Le samedi 14 septembre 2019, par Laurent Sapir
Sublimé par une Adèle Haenel aussi poignante que charnelle, ce "Portrait de la jeune fille en feu" de Céline Sciamma, primé à Cannes, nous étreint d'une combustion lente qui déjoue tous les pièges du film en costumes.

Toile de maître, au féminin si singulier de Céline Sciamma. Avec son frémissant Portrait de la jeune fille en feu, la réalisatrice délaisse les clichés contemporains de Bande de filles pour nous plonger dans ce qui, à première vue, ferait encore fuir d'avantage: le récit d'époque, les considérations sur l'art, le message féministe grossi à la loupe... Et pourtant, miracle ! On vibre, on fond, on pleure. C'est lourd et serré, un corset. Sauf lorsque la façon de l'enlever donne matière à l'un des plus beaux films français de l'année.

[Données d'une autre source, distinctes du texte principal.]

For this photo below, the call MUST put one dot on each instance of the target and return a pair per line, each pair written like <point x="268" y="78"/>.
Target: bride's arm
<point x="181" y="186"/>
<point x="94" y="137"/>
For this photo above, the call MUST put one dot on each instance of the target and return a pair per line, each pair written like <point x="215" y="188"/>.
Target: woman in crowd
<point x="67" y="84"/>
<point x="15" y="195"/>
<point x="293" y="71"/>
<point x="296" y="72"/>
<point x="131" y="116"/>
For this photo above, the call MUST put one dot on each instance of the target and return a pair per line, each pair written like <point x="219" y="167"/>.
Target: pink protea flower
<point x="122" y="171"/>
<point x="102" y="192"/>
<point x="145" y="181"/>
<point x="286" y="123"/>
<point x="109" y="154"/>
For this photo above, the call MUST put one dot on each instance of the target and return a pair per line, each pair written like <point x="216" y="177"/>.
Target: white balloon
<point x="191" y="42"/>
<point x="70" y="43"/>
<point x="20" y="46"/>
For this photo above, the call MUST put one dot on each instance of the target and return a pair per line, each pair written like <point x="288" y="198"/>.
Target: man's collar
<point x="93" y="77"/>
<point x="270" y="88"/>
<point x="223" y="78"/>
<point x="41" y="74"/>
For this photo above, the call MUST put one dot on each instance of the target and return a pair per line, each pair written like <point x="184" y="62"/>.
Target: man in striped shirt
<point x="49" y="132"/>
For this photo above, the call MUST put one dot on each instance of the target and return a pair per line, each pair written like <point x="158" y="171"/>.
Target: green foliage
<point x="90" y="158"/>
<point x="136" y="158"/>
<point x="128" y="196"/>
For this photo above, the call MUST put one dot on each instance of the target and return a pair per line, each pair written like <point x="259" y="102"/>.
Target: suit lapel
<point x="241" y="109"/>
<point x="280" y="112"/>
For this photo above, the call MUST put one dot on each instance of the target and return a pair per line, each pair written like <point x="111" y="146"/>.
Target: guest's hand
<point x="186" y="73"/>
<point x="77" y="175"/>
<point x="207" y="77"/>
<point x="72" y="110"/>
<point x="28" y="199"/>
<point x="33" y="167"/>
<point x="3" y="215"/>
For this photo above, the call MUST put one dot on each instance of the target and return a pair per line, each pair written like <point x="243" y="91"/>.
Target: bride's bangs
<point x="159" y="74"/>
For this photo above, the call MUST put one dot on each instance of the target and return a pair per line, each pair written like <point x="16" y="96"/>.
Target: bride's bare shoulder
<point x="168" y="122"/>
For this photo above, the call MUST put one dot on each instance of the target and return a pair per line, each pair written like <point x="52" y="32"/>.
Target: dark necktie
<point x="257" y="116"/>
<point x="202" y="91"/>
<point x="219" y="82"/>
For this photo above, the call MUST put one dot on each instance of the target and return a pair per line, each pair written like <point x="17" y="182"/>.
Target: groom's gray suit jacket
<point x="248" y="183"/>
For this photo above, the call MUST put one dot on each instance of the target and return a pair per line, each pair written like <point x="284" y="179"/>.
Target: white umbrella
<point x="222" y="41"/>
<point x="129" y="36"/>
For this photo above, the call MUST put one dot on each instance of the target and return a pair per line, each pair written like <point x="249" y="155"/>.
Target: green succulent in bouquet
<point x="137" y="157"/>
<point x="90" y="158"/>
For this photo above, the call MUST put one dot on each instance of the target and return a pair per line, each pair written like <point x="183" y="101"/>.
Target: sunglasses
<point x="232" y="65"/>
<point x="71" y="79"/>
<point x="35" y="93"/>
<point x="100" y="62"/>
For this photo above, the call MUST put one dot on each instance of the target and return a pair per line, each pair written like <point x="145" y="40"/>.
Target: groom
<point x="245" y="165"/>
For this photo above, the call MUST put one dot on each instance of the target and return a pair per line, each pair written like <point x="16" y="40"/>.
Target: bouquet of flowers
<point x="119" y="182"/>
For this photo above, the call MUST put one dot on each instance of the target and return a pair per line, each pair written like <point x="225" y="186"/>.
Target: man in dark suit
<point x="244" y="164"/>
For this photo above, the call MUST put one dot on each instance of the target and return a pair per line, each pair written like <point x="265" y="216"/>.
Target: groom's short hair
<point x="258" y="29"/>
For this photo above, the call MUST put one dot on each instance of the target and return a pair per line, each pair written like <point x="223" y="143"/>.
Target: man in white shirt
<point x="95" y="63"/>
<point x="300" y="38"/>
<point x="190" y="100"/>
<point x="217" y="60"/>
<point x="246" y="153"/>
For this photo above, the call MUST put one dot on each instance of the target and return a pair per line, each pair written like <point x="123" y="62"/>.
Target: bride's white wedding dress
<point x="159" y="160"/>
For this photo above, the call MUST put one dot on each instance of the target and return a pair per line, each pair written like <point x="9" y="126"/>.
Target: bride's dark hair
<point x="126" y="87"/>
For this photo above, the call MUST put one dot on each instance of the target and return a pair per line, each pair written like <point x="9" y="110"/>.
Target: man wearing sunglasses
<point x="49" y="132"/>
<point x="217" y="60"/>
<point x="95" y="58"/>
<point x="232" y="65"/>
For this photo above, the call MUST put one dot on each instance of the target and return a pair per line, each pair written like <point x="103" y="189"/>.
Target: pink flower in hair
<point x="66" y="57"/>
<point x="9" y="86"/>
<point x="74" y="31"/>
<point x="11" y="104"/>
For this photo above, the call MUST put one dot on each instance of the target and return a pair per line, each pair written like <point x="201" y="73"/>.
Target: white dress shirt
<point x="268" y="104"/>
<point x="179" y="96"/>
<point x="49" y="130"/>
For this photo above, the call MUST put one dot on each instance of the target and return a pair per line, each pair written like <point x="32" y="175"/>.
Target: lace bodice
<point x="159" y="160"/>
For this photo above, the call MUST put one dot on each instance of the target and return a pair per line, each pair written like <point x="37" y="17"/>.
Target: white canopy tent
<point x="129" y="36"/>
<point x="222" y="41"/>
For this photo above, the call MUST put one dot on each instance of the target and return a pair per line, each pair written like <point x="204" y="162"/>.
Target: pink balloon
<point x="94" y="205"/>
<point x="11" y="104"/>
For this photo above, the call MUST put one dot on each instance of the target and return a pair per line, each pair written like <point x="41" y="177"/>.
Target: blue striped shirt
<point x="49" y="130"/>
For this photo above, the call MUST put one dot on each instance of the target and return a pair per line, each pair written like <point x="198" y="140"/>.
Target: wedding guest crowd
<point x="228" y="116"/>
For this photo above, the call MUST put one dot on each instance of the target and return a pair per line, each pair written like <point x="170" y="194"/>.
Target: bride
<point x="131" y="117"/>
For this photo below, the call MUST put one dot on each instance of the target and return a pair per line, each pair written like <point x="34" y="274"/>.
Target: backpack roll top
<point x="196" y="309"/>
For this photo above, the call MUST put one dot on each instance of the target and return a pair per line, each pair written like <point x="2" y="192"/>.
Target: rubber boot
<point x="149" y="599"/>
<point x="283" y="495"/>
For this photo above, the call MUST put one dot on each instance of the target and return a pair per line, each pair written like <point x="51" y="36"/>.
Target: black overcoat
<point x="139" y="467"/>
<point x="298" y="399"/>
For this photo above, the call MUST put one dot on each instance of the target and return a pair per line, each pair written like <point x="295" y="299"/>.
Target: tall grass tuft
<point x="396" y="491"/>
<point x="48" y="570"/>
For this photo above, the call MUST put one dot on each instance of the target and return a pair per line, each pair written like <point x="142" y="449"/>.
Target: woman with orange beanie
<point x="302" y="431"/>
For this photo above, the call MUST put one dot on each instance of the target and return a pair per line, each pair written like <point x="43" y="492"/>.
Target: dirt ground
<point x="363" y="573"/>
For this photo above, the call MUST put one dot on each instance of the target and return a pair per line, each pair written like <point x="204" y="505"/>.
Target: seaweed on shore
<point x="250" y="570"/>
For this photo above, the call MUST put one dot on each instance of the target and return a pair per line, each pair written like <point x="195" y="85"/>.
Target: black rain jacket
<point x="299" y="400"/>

1770. Marianne (Noémie Merlant), une peintre affranchie mais presque déjà asséchée, dirait-on, par les contraintes de genre que son siècle lui impose, débarque sur une île bretonne battue par les vents. Sa mission ? Faire le portrait d'Héloïse (Adèle Haenel), jeune châtelaine promise à un mariage arrangé dont la conclusion dépend, justement, de la réalisation de ce portrait. Le modèle résiste, à bon escient. Une première ébauche, d'ailleurs, ne satisfait ni la regardante, ni la regardée. Pas assez d'âme, pas assez d'amour... Et puis tout se craquelle, peu à peu.

Rebecca en plein Vertigo ? Hitchcockienne comme il se doit, Céline Sciamma enrobe de lumières à la Corot son couple blonde/brune. Elle cisèle, surtout, un cinéma de "lente flèche dans le cœur" pour raconter ce qui s'apparente à tout sauf à un coup de foudre. Comme des masques japonais qui se fissurent, tel le vernis académique des premières scènes parfaitement représentatives d'un art du vrai-faux semblant, Marianne et Héloïse s'apprivoisent avant de se consumer. Bientôt, elles s'aimeront en se disant "vous", redoutant par-dessus tout le moment fatal où Orphée se retourne vers Eurydice.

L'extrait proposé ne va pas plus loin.